Ninth Circuit Endorses Government's Use of Parallel Proceedings

Generally, the Supreme Court has approved the Government’s use in a criminal case of evidence gathered in a related civil proceeding, often by a civil agency of the Government. The leading authority in this area is United States v. Kordel, 397 U.S. 1 (1970). The Kordel Court, addressing the criminal use of evidence garnered by the FDA, required only that the Government show an absence of bad faith on the part of the civil agency. Id. at 12-13. A civil action brought solely to advance a criminal investigation is one brought in bad faith. Id.; United States v. Rand, 308 F. Supp. 1231 (N.D. Ohio 1970).

Of course, a prosecutor violates Fed. R. Crim.

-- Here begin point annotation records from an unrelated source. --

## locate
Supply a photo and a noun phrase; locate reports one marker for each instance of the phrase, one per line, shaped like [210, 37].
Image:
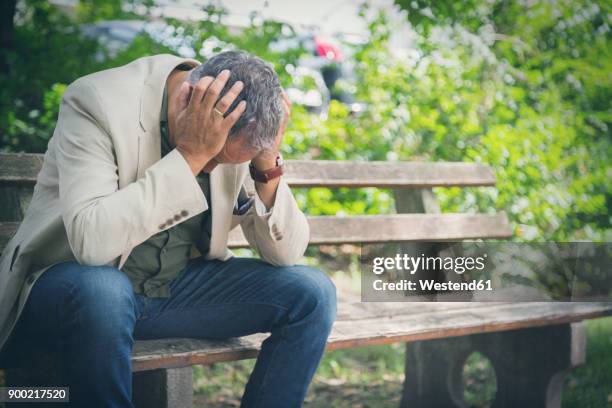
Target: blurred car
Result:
[314, 81]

P. 6(e) if evidence collected by a grand jury is turned over to civil authorities, even within the same United States Attorney’s Office, absent the applicability of an exception to that Rule. E.g., 18 U.S.C. §  3322 (disclosure permitted in connection with civil forfeiture).

Recently, the Ninth Circuit reinstated indictments which had been dismissed by a district court based on the Kordel standard and in so doing breathed new life, and breadth, into the government's ability to manipulate civil proceedings to assist criminal prosecutions. In United States v. Stringer, 521 F. 3d 1189 (9th Cir. 2008), the SEC first began investigating Stringer, the former CEO of a defense contractor, and others for fraud, then began holding coordination meetings with the U.S. Attorney’s Office. A criminal investigation into the same activities was then initiated.

In due course, access to the SEC’s files was granted to the prosecutors. The SEC was advised that targets of the investigation included Stringer and his former CFO, although apparently a grand jury had not been formally convened at that point in time.

The prosecutors stayed hidden to the targets, but coordinated with the SEC on how the latter should conduct witness interviews, and even suggested the venue for SEC depositions to facilitate criminal prosecution of false statements made in depositions in that district. Prior to the SEC depositions of Stringer and other persons who subsequently became defendants, the witnesses were given an advice of rights and a warning text explaining only that the SEC often makes its files available to federal prosecutors. Asked directly by Stringer’s attorney whether any, and if so which, U.S. Attorney’s Office was working with the SEC, however, the SEC attorney was less than candid and made no disclosure.

Following their indictment, Stringer and the other defendants moved to dismiss the indictment alleging a due process violation in the misuse of two parallel proceedings and moved to suppress their statements to the SEC. Defendants argued that their Fifth Amendment rights were violated by the SEC’s trickery and deceit.

The Ninth Circuit rejected the argument that defendants’ Fifth Amendment rights were not undermined by the quality of the notice given to them by the SEC; even though the notice only generally warned of the possibility of criminal prosecution and did not identify the prosecutors with whom the SEC was shaping strategy, the notice was not deemed to be deceitful. The court also naively found no Kordel violation because the SEC investigation began first, which "tends to negate any likelihood that the government began the civil investigation in bad faith as, for example, in order to obtain evidence for a criminal prosecution. Id. at 1197-99.

It remains to be seen how Stringer is received by other circuit courts of appeals. Unless checked, the Stringer analysis leaves criminal prosecutors absolutely free to orchestrate SEC or other agency investigations, choreographing the content and even location of depositions, and allows the SEC or other agency to act with no meaningful disclosure to deponents of the furious behind-the-scenes activity designed solely to collect evidence against those witnesses.